Reading catalogs has a dark, downside however. In November I receive a pile in the mail each day fully two inches or more in thickness.  All the delights of Christmas consumerism descend to cheer the gloom of November days. But then in January when the days are short and the cold reaches into your bones, add to this dreariness a lack of consumer reading materials. Catalog withdrawal sets in!

At mail time my hopes are dashed. I am lucky to get even one in the day’s mail.  After that one is read, I wander hopelessly around the house like a lost soul.  At first I utter cries of, “I’m bored”, and get no response from my husband who looks at me wearily from his newspaper, having been through this before at the beginning of each year.

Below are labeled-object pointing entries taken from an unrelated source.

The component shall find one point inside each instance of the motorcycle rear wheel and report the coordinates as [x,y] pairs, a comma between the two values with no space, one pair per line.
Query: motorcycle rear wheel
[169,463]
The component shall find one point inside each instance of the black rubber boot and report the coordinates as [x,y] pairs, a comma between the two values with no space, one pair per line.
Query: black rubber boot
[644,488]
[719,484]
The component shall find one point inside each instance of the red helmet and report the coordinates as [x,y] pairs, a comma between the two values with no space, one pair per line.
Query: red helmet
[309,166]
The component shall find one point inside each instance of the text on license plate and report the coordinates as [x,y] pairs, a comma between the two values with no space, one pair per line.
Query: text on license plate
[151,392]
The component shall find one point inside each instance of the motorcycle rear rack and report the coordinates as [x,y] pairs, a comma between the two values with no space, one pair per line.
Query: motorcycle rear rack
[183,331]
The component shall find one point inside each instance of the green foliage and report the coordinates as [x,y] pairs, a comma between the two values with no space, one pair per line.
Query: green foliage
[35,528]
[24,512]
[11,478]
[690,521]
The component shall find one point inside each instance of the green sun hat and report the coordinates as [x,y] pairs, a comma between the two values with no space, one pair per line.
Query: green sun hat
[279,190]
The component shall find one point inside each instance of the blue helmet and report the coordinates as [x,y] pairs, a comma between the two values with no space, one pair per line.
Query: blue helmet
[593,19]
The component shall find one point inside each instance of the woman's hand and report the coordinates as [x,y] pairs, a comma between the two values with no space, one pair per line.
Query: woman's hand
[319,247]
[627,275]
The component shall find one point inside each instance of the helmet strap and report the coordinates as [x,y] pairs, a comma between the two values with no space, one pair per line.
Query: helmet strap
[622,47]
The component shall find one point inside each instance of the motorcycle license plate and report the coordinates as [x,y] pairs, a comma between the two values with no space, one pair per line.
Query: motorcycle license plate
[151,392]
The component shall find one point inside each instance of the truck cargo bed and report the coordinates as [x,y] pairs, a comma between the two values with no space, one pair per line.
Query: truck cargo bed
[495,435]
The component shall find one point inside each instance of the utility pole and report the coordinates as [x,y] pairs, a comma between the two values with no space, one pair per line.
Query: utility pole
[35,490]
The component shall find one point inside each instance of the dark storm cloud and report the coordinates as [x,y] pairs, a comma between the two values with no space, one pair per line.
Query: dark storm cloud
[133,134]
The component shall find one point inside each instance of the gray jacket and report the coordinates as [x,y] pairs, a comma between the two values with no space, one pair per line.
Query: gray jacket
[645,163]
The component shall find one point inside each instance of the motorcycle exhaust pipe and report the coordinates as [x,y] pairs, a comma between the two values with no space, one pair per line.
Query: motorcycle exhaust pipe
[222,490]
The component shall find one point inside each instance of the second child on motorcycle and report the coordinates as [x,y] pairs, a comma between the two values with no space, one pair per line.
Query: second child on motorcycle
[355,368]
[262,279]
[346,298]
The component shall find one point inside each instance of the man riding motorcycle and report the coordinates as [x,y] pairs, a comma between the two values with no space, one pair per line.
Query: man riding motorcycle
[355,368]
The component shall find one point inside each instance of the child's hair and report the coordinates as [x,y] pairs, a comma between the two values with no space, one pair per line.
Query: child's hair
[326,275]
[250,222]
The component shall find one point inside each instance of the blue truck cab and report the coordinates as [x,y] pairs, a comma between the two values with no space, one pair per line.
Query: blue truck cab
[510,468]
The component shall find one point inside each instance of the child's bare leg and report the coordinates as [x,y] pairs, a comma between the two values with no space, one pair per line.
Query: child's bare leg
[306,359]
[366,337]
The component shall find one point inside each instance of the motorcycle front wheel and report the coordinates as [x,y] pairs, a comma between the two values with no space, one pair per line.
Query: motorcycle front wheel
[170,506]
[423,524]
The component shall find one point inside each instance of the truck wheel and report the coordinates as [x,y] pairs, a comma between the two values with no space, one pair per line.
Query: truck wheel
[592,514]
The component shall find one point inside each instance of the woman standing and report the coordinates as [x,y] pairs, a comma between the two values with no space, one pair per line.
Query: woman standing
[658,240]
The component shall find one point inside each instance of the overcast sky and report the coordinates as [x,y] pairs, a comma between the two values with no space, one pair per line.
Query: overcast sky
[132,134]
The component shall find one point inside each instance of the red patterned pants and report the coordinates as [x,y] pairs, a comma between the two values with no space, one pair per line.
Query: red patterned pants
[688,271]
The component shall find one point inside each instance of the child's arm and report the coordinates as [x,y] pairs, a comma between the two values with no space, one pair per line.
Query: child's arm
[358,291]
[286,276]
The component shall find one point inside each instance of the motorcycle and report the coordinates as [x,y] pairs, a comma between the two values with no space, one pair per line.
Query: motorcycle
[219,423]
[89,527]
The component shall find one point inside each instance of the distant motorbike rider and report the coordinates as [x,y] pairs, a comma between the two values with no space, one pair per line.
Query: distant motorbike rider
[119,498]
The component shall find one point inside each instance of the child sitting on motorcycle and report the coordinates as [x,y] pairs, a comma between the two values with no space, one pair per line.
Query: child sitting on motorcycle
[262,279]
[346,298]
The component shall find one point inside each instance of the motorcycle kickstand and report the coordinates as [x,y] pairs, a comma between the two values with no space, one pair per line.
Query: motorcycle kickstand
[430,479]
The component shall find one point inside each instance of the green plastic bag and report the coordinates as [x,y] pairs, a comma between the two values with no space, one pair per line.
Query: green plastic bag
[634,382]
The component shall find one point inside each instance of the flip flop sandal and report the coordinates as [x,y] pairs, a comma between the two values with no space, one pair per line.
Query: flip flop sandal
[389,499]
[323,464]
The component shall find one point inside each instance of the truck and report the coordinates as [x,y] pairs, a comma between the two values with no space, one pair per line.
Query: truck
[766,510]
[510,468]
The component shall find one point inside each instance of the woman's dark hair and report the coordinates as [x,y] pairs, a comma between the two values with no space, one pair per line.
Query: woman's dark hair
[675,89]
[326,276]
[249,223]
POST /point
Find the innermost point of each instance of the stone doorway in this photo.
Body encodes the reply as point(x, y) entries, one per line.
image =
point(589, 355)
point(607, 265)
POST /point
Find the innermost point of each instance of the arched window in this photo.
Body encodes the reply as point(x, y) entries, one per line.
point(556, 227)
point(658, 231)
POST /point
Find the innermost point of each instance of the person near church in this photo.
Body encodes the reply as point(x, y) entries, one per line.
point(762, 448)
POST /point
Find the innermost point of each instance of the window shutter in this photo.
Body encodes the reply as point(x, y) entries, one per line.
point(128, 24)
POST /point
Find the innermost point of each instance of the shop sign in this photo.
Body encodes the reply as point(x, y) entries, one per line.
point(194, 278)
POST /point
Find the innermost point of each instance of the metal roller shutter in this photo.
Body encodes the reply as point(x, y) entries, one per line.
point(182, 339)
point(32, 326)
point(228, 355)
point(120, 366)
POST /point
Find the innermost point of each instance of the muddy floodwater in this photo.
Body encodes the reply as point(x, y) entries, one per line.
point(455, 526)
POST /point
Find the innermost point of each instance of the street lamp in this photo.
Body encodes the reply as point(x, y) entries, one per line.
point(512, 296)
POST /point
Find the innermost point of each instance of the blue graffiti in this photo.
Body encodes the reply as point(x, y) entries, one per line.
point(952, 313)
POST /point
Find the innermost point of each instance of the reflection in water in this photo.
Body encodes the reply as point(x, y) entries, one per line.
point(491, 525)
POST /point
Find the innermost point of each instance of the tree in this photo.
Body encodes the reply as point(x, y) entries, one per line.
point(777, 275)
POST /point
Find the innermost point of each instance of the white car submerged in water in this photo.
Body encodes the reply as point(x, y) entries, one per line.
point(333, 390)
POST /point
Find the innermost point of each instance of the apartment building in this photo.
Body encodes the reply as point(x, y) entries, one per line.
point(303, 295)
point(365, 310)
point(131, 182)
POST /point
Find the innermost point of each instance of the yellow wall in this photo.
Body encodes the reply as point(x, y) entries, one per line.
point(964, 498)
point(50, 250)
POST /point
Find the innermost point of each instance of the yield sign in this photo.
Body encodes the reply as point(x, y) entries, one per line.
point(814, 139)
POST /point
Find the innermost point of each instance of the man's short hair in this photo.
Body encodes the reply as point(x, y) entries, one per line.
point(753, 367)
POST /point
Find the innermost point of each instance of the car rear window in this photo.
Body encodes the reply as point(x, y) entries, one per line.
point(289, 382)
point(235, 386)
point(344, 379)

At night I pick up books to read, only to set them on one side because they don’t fill the emptiness, and I have an overpowering sense of loss. Eventually I adjust, read books and magazines that I set aside through the Pre-Christmas months, I even write!!  January is my most productive month as a writer. But then along comes February and the White Sales! Oh there is nothing like the Bloomingdale’s White Sale catalog, or the Williams Sonoma Winter Sale centerfold, and after these the new spring clothing catalogs for L.L. Bean and Lands End.  The winter blues melt away as I get into the recliner, put up my feet, and settle down to a mind bending, chills-in-the-spine, all-engrossing session of Spring Consumer Research!